Some changes are needed.
🚧 CI BlockedThe main CI workflow was not started for the following reason:
|
1 similar comment
🚧 CI BlockedThe main CI workflow was not started for the following reason:
|
64ec550 to
df4933d
Compare
🚧 CI BlockedThe main CI workflow was not started for the following reason:
|
1 similar comment
🚧 CI BlockedThe main CI workflow was not started for the following reason:
|
3b581d8 to
a5c5ce0
Compare
11a1487 to
ee6ea33
Compare
✅ CI PassedAll checks passed successfully against the following vllm commit: |
ee6ea33 to
ca9a0fa
Compare
✅ CI PassedAll checks passed successfully against the following vllm commit: |
01f8f55 to
4d36048
Compare
✅ CI PassedAll checks passed successfully against the following vllm commit: |
🚧 CI BlockedThe main CI workflow was not started for the following reason:
|
🚧 CI BlockedThe main CI workflow was not started for the following reason:
|
1 similar comment
🚧 CI BlockedThe main CI workflow was not started for the following reason:
|
87b5236 to
a4667e5
Compare
🚧 CI BlockedThe main CI workflow was not started for the following reason:
|
… 70B Signed-off-by: louie-tsai <[email protected]> Signed-off-by: Tsai, Louie <[email protected]>
Signed-off-by: louie-tsai <[email protected]> Signed-off-by: Tsai, Louie <[email protected]>
Signed-off-by: louie-tsai <[email protected]> Signed-off-by: Tsai, Louie <[email protected]>
use one CPU id per core, and fallback model_id match if no input/output match Signed-off-by: louie-tsai <[email protected]> Signed-off-by: Tsai, Louie <[email protected]>
move all scripts under cpu_binding folder updated README Signed-off-by: louie-tsai <[email protected]> Signed-off-by: Tsai, Louie <[email protected]>
89018b5 to
45e0745
Compare
✅ CI PassedAll checks passed successfully against the following vllm commit: |
PatrykWo
left a comment
There was a problem hiding this comment.
Choose a reason for hiding this comment
The reason will be displayed to describe this comment to others.

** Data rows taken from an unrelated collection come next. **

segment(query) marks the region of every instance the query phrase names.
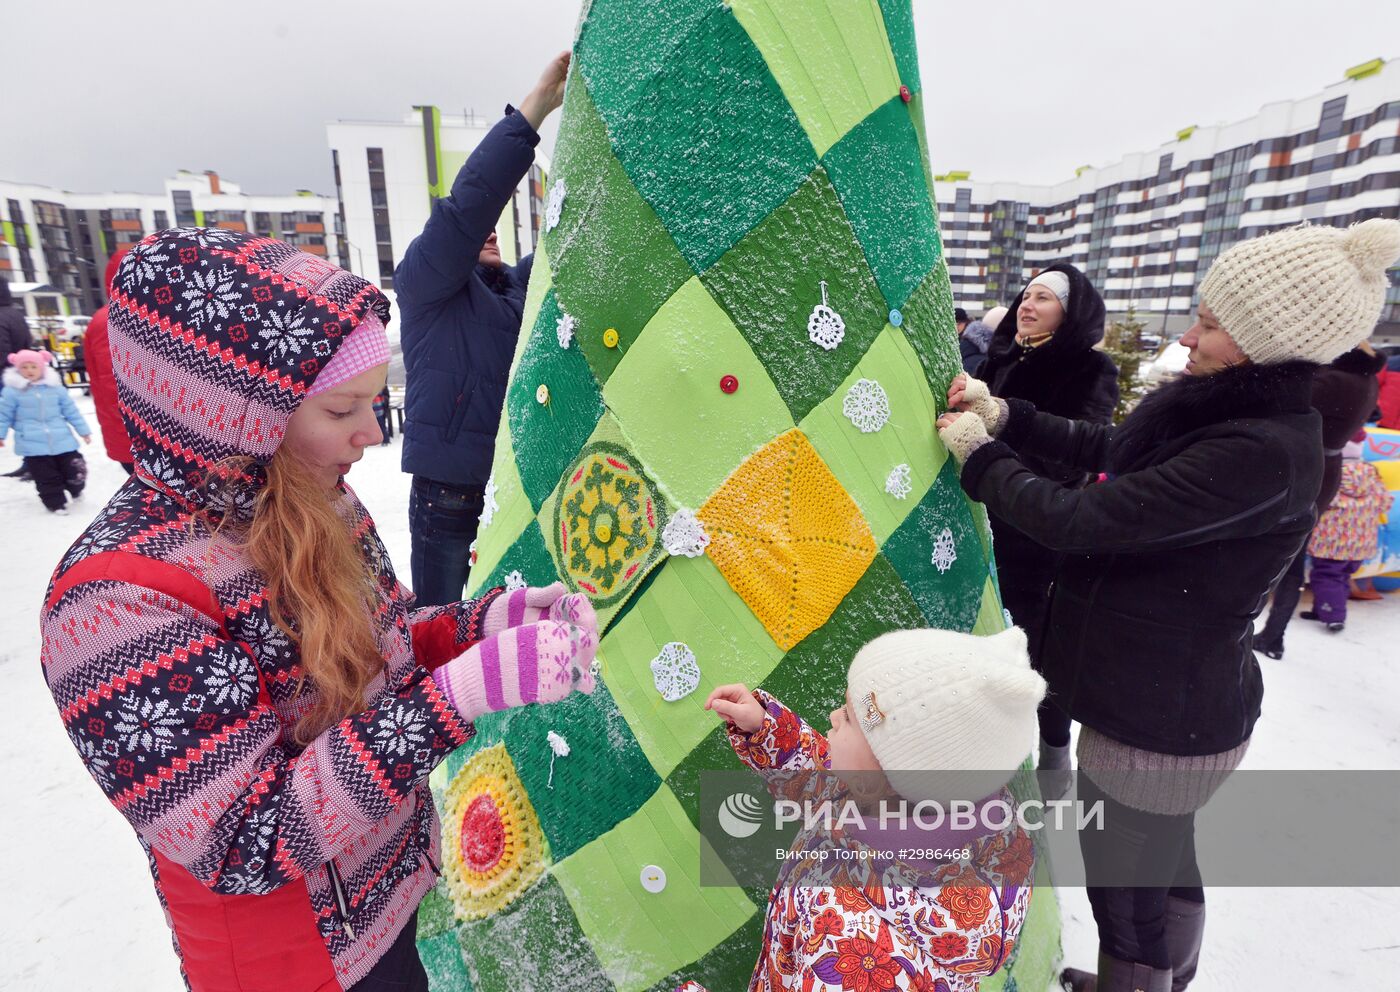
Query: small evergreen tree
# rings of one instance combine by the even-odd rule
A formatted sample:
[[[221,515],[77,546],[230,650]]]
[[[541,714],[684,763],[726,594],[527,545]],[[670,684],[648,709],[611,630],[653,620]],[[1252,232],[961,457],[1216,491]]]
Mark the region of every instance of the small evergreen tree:
[[[1137,406],[1146,386],[1138,377],[1142,365],[1142,329],[1147,326],[1138,320],[1132,307],[1122,320],[1115,320],[1104,329],[1103,350],[1118,366],[1118,406],[1113,410],[1113,422],[1121,424],[1133,407]]]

Learn more.
LGTM
Purpose
docker-compose.override.yaml example
services:
vllm-server:
cpuset: "21,22,23,45,46,47,69,70,71,93,94,95,117,118,119,141,42,143"
cpus: "18"
Test Plan
manually tested.
Test Result
GNR
By pinning different number of CPUs, we could see different throughput, TTFT and TPOT on different models.
Llama3.1 405B
For Llama3.1 405B, 18 CPU cores gave the best performance, so we map Llama3.1 405B with number of CPU "18"
Llama3.1 70B
For Llama3.1 70B, 12 CPU cores gave the best performance, so we map Llama3.1 70B with number of CPU "12"
Why performance drop when we use more CPUs?
Here are perfspect results for #CPU=18 and #CPU=24 cases.
#CPU=18

CPU Frequency is around 2300 Hz.
Gaudi utilization is around 40%.

#CPU = 24

CPU frequency dropped to ~1800 Hz
Gaudi utilization dropped to 30%.

Therefore, more CPU cores than needed might drop the CPU frequency and it also drop the Gaudi utilization due to low performance on CPU.